In general, I'm deeply suspicious of comparisons where the approach is, "I touched no other settings other than to swap between the different components being tested". First, because I think it makes assumptions about the non-interaction between the components and the effects of swapping them out that haven't been proven.
So if the question is, "Does the modeler sound just like the real power amp?". We still don't know. All we do know is that the answer to the the question, "Does the modeler sound just like the real power amp if you add the artificial constraint that you can't adjust any parameters?", is "No".
Second, and most important, it ignores the fact that this doesn't reflect any real-world application. Those other settings are there, and any normal user would adjust them to get the best sound possible out of the rig that they're using. It's entirely possible that you can get a sound which is MORE to you liking than the real power amp, by messing with power amp settings like compression or with transformer settings.
A more interesting test to me would be to fiddle with each setup to get the best possible sound out of it, then compare all three and ask which you like more.

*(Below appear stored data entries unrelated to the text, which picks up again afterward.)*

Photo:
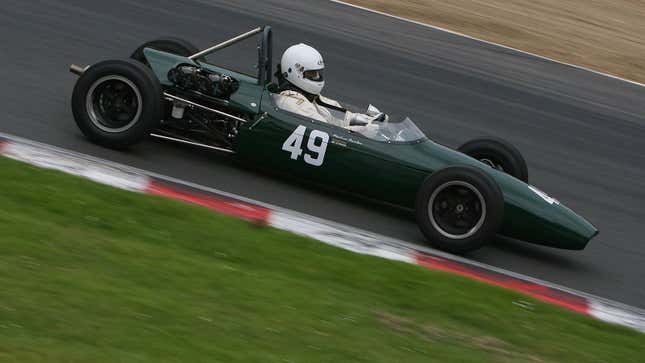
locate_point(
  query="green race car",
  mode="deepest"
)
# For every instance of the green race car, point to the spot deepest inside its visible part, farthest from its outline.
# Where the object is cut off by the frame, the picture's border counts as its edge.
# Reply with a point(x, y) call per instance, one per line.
point(462, 198)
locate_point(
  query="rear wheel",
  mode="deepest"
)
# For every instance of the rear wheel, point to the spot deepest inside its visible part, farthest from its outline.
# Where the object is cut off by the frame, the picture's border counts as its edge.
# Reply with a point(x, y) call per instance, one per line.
point(459, 209)
point(170, 45)
point(116, 103)
point(498, 154)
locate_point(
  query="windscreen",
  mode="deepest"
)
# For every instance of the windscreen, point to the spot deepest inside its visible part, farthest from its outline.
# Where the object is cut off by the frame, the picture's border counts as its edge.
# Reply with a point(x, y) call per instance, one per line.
point(404, 131)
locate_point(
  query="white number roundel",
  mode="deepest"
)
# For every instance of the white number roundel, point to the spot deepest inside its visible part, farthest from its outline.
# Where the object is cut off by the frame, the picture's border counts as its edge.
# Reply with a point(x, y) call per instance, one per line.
point(316, 145)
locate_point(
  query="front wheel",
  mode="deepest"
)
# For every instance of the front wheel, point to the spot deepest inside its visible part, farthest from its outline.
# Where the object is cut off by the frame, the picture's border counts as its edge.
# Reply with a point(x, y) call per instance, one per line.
point(116, 103)
point(459, 208)
point(498, 154)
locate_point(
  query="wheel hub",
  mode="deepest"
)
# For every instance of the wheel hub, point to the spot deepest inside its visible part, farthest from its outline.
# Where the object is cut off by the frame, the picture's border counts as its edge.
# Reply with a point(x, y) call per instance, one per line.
point(113, 104)
point(457, 209)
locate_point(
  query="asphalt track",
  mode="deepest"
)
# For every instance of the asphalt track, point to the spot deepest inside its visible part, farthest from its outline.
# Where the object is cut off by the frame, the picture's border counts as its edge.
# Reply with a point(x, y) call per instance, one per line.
point(583, 134)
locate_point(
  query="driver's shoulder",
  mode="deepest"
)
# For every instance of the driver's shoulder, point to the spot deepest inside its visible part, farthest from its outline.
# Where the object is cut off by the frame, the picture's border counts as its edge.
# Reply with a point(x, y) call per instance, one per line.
point(293, 96)
point(329, 101)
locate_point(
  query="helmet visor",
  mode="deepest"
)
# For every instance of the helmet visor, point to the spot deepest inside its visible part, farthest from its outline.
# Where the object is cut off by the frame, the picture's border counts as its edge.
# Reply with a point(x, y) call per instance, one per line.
point(313, 75)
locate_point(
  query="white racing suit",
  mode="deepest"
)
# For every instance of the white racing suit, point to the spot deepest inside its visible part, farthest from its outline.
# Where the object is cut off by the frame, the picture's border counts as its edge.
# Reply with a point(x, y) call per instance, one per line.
point(296, 102)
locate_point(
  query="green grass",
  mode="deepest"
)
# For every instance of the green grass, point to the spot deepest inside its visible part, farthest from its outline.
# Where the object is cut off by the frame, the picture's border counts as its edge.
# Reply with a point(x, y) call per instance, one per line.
point(89, 273)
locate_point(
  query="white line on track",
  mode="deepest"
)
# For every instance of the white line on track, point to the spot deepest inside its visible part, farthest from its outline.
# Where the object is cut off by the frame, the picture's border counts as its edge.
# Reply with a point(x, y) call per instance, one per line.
point(487, 42)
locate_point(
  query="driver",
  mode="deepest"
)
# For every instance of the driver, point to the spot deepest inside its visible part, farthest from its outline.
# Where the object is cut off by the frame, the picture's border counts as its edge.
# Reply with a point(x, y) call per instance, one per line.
point(301, 81)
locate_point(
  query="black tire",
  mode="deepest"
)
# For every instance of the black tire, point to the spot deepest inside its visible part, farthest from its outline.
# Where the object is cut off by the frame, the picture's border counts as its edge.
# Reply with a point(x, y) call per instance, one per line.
point(499, 154)
point(459, 208)
point(117, 103)
point(170, 45)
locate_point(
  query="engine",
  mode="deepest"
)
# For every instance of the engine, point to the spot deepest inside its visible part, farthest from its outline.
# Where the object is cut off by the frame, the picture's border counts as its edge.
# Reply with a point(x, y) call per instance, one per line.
point(192, 78)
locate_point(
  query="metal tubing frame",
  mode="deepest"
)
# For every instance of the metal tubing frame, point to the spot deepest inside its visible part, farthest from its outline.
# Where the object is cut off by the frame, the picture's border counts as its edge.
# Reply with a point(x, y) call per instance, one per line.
point(225, 44)
point(210, 147)
point(175, 98)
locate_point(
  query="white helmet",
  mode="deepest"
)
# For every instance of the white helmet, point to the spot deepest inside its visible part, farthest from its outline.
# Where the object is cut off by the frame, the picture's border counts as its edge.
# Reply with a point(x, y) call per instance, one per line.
point(302, 66)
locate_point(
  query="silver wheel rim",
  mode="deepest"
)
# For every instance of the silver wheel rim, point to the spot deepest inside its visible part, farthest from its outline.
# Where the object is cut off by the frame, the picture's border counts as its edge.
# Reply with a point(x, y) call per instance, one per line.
point(434, 199)
point(97, 118)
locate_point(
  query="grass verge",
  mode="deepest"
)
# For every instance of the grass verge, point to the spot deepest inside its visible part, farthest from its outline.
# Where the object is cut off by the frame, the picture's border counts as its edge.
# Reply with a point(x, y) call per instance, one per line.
point(89, 273)
point(603, 35)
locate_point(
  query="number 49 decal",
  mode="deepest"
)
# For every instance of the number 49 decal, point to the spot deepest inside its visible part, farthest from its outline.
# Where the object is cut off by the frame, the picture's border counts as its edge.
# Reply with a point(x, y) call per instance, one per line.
point(316, 145)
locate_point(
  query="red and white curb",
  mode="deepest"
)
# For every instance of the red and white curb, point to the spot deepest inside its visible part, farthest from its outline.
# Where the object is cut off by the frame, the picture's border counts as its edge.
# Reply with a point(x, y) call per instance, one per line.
point(339, 235)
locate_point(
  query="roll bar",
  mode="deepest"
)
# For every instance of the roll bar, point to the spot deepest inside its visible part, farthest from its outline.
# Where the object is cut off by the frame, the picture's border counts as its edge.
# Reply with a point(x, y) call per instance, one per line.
point(265, 51)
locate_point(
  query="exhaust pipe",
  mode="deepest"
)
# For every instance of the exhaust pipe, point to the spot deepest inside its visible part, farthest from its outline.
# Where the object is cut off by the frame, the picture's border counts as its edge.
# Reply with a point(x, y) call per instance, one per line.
point(76, 69)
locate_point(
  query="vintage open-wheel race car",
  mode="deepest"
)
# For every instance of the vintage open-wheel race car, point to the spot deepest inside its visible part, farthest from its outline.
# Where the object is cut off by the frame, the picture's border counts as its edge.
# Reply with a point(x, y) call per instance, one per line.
point(461, 198)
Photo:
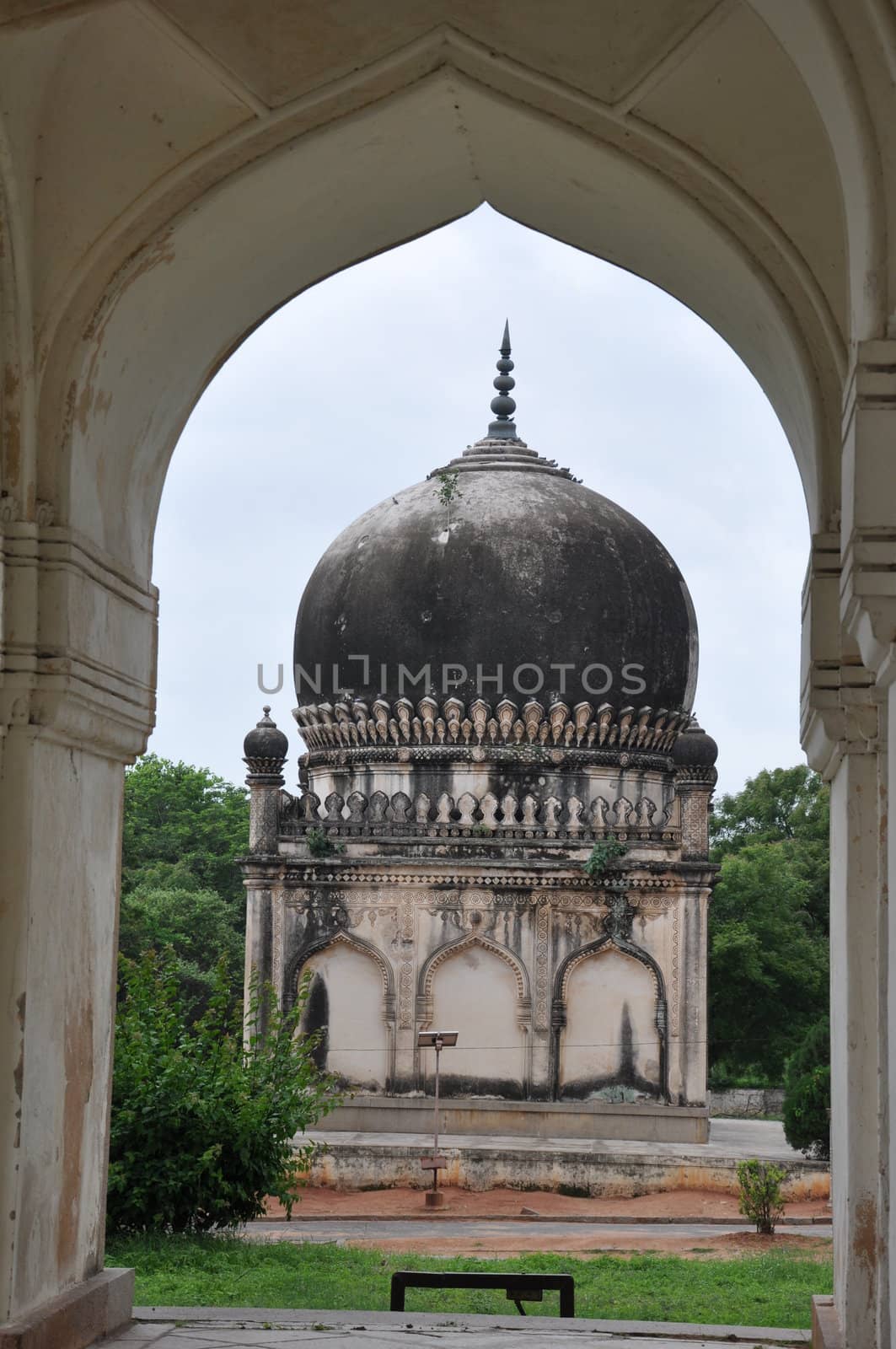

One last thing, this test was done with the power amp into a resistive load. There's no way of knowing if that load presents exactly the same to the power amp as a real speaker cabinet. So if the argument is, "The default settings on the power amp model in the AF2 should give exactly the same sound as the real power amp", you would have to know if the power amp tone recorded in the test was the same as it was when Fractal modeled it, which might have been through a real cabinet, or through a different dummy load.
All that being said, I always find it interesting when people post these real world tests, because it makes it clear that the differences that we hear are always highly nuanced. This software is pretty damned close to the real thing, and at this point I'd say that the listener's playback device makes more impact on the sound than the differences we were hearing in this test.